By Nathan Salesand
Sam Brownback
May 22 at 7:48 PM
Nathan Sales is the ambassador at large for counterterrorism and Sam Brownback is the ambassador at large for international religious freedom at the State Department.
The Chinese Communist Party’s persecution of Muslims in Xinjiang province is drawing condemnation from civilized nations and civil society because of its brutality, scale and violation of the fundamental right to religious freedom. But there is another angle that should also raise concern: These abuses undermine the global consensus on counterterrorism. Beijing is painting its human rights violations as a legitimate counterterrorism effort, when they patently are not.
The government’s outrageous conduct in Xinjiang is well-documented. Citing purported terrorism concerns, Beijing has subjected Chinese Muslims and ethnic minorities, including Uighurs, Kyrgyz, Uzbeks and Kazakhs, to an increasingly harsh and systematic campaign of oppression. It includes mass imprisonment in camps for purported “vocational training,” vicious interrogations, comprehensive monitoring and attempts to wipe out peaceful religious practices.
The United States estimates that since April 2017, China has detained more than 1 million Muslim men, women and children in forced labor camps. Up to 2 million more have been sent for political indoctrination in daytime facilities. All told, the number of Chinese citizens in these facilities constitutes some 15 to 25 percent of Xinjiang’s total ethnic-minority population. The U.S. Congressional-Executive Commission on China described the situation as the largest mass incarceration of a minority population in the world today.
Detainees are subjected to an unrelenting barrage of propaganda, forcing them to renounce their religious, cultural, linguistic and ethnic identities. Chinese Muslims are prevented from regular daily prayer, have their beards forcibly cut off and are force-fed pork and alcohol. Overcrowding and sleep and food deprivations are routine.
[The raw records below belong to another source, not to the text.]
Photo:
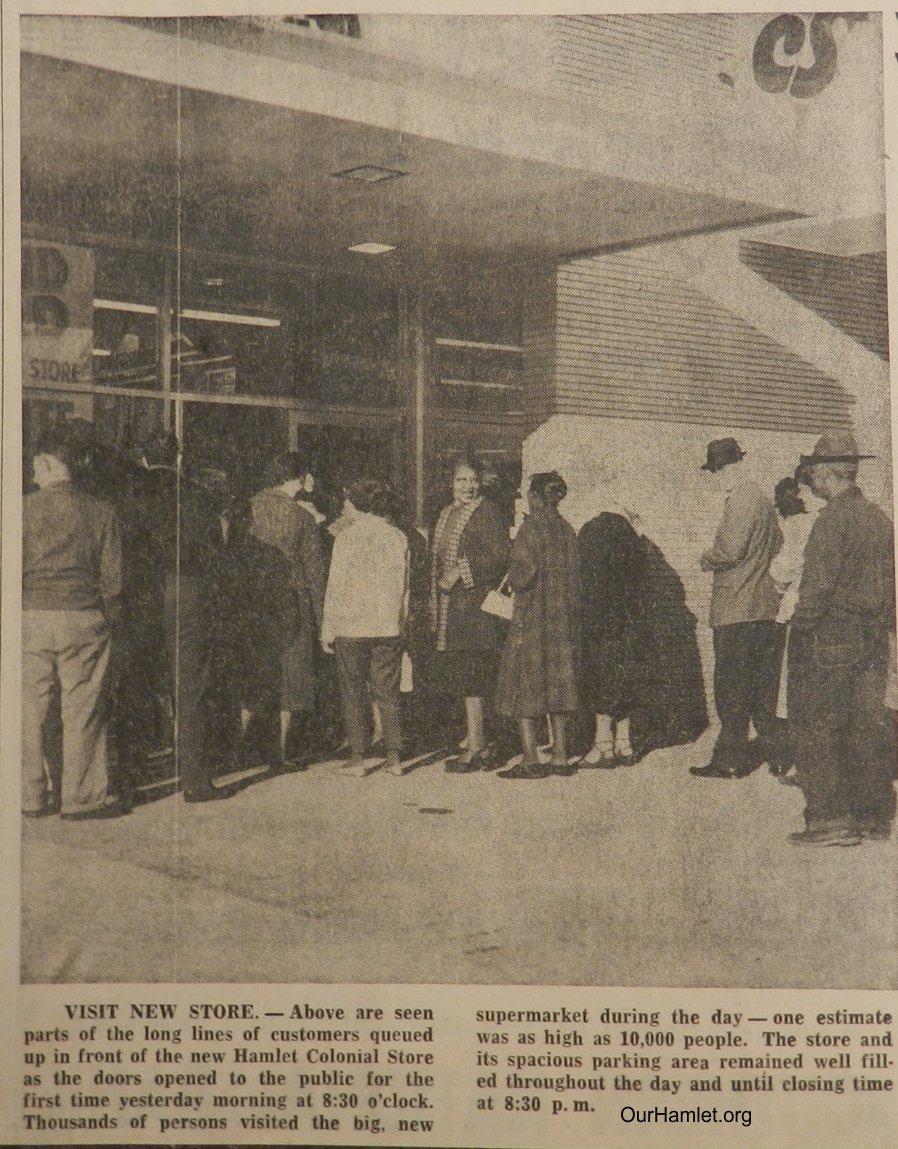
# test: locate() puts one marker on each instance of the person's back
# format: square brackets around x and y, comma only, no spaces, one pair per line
[746,542]
[370,573]
[849,564]
[71,583]
[66,561]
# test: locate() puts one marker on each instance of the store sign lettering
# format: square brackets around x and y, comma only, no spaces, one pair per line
[781,41]
[56,313]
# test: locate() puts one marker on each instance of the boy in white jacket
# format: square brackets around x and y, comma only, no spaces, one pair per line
[365,607]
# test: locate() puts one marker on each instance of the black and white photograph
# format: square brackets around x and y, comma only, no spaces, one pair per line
[456,504]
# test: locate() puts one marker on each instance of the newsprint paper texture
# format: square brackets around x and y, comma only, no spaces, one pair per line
[269,277]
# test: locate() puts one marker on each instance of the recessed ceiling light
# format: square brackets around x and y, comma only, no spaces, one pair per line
[369,174]
[372,248]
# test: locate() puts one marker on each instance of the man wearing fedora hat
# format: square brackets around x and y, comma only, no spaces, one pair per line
[743,607]
[838,661]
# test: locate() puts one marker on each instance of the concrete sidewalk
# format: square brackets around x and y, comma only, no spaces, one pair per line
[640,876]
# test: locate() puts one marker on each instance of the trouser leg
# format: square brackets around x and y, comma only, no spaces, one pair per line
[733,689]
[820,702]
[353,660]
[767,641]
[187,629]
[38,685]
[83,661]
[385,676]
[872,742]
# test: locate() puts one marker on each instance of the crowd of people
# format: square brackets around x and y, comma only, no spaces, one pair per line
[203,606]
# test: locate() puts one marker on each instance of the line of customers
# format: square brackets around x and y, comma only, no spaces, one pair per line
[244,591]
[179,590]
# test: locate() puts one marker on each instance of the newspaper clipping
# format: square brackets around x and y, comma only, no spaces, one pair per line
[448,577]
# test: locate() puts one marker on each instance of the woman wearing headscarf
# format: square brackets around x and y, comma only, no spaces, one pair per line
[539,669]
[469,560]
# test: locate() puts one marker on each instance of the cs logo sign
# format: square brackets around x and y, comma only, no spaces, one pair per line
[775,58]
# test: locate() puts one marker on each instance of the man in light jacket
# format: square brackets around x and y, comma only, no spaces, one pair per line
[748,645]
[364,615]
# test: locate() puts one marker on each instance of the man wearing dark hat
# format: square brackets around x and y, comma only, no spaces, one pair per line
[743,609]
[838,657]
[179,523]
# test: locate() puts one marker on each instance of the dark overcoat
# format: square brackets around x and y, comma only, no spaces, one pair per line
[616,591]
[539,669]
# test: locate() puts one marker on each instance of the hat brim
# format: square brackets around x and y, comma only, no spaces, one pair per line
[807,460]
[714,468]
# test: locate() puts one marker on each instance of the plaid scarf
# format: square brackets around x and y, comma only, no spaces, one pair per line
[447,538]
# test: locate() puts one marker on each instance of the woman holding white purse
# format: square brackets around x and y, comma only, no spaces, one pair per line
[539,669]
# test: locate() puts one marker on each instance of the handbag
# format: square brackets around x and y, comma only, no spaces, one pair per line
[500,602]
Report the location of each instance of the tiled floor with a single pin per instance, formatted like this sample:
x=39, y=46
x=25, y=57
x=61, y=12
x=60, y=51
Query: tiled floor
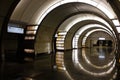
x=73, y=63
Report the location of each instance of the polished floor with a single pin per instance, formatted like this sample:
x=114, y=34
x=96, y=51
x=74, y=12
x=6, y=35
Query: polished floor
x=97, y=63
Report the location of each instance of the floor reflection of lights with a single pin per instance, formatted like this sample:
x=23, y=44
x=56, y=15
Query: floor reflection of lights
x=61, y=66
x=99, y=67
x=60, y=63
x=76, y=62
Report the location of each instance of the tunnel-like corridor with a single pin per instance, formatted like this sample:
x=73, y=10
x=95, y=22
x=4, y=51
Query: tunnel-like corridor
x=60, y=40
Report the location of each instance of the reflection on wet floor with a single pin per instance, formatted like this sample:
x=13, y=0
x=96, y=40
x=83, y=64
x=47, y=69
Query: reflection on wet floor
x=78, y=64
x=95, y=64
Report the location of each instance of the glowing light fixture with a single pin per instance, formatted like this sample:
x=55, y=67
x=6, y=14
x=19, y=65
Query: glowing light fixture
x=118, y=29
x=116, y=22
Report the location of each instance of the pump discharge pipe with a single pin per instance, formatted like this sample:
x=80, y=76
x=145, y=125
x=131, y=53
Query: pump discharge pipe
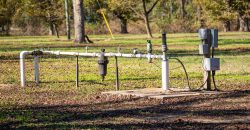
x=102, y=61
x=165, y=70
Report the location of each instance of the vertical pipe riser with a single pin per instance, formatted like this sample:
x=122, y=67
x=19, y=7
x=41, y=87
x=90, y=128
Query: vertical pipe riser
x=36, y=68
x=22, y=71
x=165, y=75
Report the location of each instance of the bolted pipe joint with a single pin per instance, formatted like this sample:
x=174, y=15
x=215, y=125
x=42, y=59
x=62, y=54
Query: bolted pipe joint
x=103, y=63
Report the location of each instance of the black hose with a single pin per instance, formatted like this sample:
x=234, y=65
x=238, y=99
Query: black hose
x=213, y=72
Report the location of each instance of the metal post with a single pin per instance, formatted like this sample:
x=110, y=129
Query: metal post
x=165, y=74
x=36, y=69
x=22, y=70
x=77, y=72
x=207, y=74
x=117, y=74
x=164, y=63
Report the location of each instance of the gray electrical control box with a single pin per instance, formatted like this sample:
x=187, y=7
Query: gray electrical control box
x=212, y=64
x=203, y=33
x=203, y=49
x=214, y=33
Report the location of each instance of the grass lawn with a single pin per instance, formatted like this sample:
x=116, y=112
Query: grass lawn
x=43, y=106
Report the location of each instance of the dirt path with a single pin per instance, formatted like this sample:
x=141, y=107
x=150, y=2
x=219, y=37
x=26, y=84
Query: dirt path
x=225, y=111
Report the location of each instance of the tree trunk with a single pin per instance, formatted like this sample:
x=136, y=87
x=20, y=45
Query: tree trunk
x=243, y=24
x=183, y=11
x=51, y=29
x=67, y=19
x=171, y=8
x=124, y=27
x=79, y=21
x=226, y=26
x=198, y=13
x=56, y=30
x=148, y=26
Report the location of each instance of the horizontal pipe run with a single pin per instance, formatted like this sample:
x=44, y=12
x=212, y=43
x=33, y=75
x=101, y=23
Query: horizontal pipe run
x=106, y=54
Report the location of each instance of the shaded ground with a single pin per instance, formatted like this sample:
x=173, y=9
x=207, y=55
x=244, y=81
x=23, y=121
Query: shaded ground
x=225, y=111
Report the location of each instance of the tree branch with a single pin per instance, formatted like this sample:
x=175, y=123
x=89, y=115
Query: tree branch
x=152, y=6
x=137, y=13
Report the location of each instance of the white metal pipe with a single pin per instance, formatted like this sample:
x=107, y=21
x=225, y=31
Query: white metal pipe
x=22, y=66
x=165, y=75
x=149, y=56
x=106, y=54
x=36, y=69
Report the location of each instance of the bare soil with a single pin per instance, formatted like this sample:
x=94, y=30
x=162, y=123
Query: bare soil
x=224, y=111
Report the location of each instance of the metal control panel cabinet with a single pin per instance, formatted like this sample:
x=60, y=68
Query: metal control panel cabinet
x=214, y=33
x=211, y=64
x=203, y=49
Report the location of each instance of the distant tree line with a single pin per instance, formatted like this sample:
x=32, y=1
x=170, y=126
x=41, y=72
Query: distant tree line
x=54, y=16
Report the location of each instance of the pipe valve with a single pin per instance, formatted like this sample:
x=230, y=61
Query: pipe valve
x=103, y=63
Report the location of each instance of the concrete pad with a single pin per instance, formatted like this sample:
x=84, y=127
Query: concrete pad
x=158, y=93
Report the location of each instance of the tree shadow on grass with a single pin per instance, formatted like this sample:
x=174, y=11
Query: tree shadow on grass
x=92, y=116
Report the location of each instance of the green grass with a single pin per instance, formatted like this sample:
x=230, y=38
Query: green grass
x=59, y=72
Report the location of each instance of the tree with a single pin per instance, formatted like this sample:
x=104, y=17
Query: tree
x=8, y=9
x=219, y=10
x=242, y=7
x=120, y=9
x=67, y=17
x=144, y=11
x=79, y=21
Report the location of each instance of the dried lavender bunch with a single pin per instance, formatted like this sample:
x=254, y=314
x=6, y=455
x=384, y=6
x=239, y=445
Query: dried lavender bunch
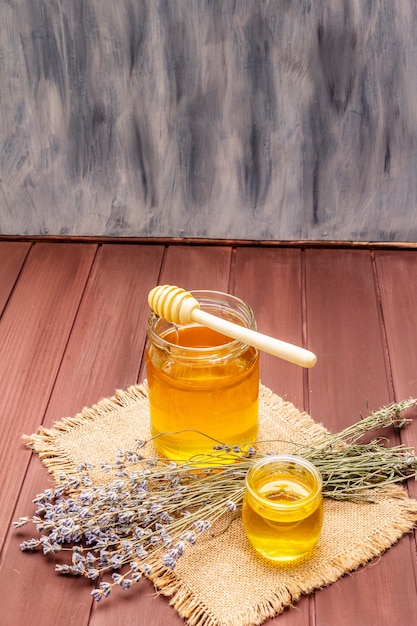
x=152, y=509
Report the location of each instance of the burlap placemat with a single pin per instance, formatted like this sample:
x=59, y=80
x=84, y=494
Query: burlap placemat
x=221, y=581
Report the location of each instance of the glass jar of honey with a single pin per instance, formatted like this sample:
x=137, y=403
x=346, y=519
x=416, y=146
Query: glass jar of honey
x=203, y=386
x=282, y=510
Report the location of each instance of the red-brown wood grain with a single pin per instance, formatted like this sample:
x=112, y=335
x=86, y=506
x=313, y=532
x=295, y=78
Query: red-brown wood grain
x=73, y=330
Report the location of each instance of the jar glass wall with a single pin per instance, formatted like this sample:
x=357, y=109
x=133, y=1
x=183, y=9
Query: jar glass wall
x=201, y=383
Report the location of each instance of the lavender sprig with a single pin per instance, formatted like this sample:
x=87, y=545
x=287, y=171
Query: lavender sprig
x=152, y=509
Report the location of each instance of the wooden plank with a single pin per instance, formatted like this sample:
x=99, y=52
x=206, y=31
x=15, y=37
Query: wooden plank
x=345, y=331
x=196, y=267
x=108, y=338
x=397, y=279
x=104, y=352
x=270, y=280
x=34, y=330
x=191, y=267
x=12, y=256
x=344, y=325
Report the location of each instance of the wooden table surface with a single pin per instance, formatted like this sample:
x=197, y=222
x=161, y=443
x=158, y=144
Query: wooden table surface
x=72, y=330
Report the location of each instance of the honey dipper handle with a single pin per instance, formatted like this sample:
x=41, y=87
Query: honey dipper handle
x=287, y=351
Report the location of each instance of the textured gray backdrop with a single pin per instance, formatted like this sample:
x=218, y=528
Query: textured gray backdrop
x=289, y=119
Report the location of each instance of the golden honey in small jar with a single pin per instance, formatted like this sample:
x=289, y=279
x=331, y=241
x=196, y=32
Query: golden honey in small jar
x=201, y=383
x=282, y=509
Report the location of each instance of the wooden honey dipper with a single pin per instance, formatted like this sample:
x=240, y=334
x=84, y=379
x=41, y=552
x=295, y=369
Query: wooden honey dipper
x=178, y=306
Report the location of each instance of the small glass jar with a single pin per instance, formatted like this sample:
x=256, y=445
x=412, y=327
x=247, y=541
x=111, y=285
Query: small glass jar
x=282, y=509
x=201, y=383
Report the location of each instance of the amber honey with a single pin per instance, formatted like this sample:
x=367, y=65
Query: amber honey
x=282, y=509
x=201, y=383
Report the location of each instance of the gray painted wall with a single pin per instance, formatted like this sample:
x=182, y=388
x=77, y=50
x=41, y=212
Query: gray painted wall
x=289, y=119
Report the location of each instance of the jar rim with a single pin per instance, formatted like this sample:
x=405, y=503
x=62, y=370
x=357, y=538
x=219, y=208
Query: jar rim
x=208, y=298
x=290, y=459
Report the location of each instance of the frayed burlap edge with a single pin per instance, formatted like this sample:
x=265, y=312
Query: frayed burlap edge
x=45, y=441
x=182, y=598
x=54, y=457
x=286, y=595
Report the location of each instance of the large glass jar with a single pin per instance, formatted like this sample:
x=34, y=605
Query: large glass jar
x=203, y=386
x=282, y=509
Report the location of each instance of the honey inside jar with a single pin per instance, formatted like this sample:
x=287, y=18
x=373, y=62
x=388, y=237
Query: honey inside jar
x=201, y=384
x=283, y=508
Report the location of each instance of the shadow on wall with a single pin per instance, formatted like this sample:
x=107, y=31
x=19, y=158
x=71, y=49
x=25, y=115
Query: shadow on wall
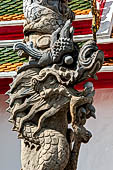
x=98, y=153
x=9, y=144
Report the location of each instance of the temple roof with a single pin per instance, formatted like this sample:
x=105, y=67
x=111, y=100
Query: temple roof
x=9, y=60
x=13, y=10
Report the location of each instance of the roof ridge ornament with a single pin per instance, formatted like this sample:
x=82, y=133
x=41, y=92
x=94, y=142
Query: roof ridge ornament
x=42, y=99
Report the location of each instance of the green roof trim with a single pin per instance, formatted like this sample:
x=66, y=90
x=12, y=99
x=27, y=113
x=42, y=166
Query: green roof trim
x=7, y=55
x=10, y=7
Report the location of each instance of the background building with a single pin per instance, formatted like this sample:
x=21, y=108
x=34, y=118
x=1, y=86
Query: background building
x=98, y=153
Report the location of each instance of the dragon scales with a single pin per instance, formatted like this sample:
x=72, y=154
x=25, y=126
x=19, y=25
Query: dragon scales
x=42, y=99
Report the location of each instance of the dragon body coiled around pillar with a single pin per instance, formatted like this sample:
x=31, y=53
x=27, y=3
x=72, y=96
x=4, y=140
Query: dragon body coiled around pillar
x=42, y=98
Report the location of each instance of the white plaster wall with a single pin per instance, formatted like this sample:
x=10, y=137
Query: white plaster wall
x=96, y=155
x=9, y=144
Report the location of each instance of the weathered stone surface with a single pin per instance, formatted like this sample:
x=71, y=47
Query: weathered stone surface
x=42, y=100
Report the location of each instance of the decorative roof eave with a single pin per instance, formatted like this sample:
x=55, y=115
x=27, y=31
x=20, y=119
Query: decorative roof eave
x=106, y=20
x=8, y=43
x=11, y=74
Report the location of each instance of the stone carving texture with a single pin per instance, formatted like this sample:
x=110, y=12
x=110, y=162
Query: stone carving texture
x=42, y=99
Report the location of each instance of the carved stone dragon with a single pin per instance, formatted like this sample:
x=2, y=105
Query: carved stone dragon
x=42, y=99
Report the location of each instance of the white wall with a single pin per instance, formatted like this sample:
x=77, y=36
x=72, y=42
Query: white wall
x=9, y=144
x=96, y=155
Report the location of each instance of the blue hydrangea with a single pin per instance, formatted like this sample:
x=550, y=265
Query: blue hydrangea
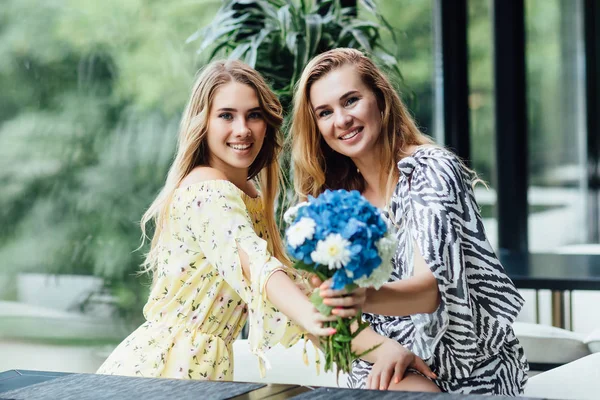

China refuses to publish figures on how many people have died in the camps, but dozens of deaths have been reported — including suicides — and the real figure is probably much higher.
China’s deliberate efforts to strangle Uighur culture and stamp out the Muslim faith extend far beyond the camps’ razor-wire enclosures, affecting every aspect of life for these ethnic minorities. Beijing’s repressive policies in Xinjiang include pervasive high-tech surveillance and monitoring throughout the region (including facial- and gait-recognition technologies), draconian security measures in public spaces, house arrest and restrictions on who can worship in the remaining mosques that the Communist Party hasn’t bulldozed.
Chinese authorities are even targeting children. The Communist Party has forcibly taken thousands of minority children from their families and placed them in state-run orphanages. They are taught only Mandarin Chinese and are prevented from receiving religious or cultural education. Authorities reportedly have summarily renamed children with Han Chinese names.
Recently, one of the top Communist Party officials in Xinjiang, Shohrat Zakir, described captives, who have been beaten and starved, as “trainees” who were happy to participate in “such kinds of art and sports,” which had allowed them to “realize how colorful life can be.”
“Colorful” is not a word we would use to describe a gulag. Beijing presumably recognizes as much; international observers are not allowed to visit the camps without prior notice.
What makes this intolerable situation even worse is China’s consistent misuse of “counterterrorism” as a pretext for gross human rights abuses. To repeat: The repressive campaign in Xinjiang is not counterterrorism. It’s one more chapter in Beijing’s long history of oppressing Tibetan Buddhists, Christians and the Falun Gong.
In the process, China is eroding the long-standing and hard-won international consensus on how to fight real terrorists, with law enforcement, information-sharing, border security and other measures. It is a consensus that the United States and its partners have painstakingly built. Beijing’s sweeping repression makes a mockery of genuine and necessary counterterrorism efforts around the world.
China, like many nations, has suffered from terrorist attacks, including in Xinjiang. Dozens of Chinese citizens have been killed by terrorists over the past decade, in China and abroad. But Beijing cannot disingenuously use these deaths to conflate the peaceful religious practices of Chinese Muslims with terrorism. Nothing can justify the massive and brutal scope of Chinese repression.
Terrorism is a genuine threat to all of us. The United States is ready to work with willing partners in combating all real forms of terrorism, but it will not remain silent when governments commit atrocities under the guise of counterterrorism. Counterterrorism and human rights go hand in hand — they are mutually reinforcing — and the United States will speak out for both, with allies and adversaries alike.
What China is doing is not counterterrorism. It is ugly repression, on a mass scale, enabled by modern technology. It is the Big Brother we all fear. If China expects to be treated as a respectable member of the world’s counterterrorism community, it must stop. And it must immediately release all those it has arbitrarily detained.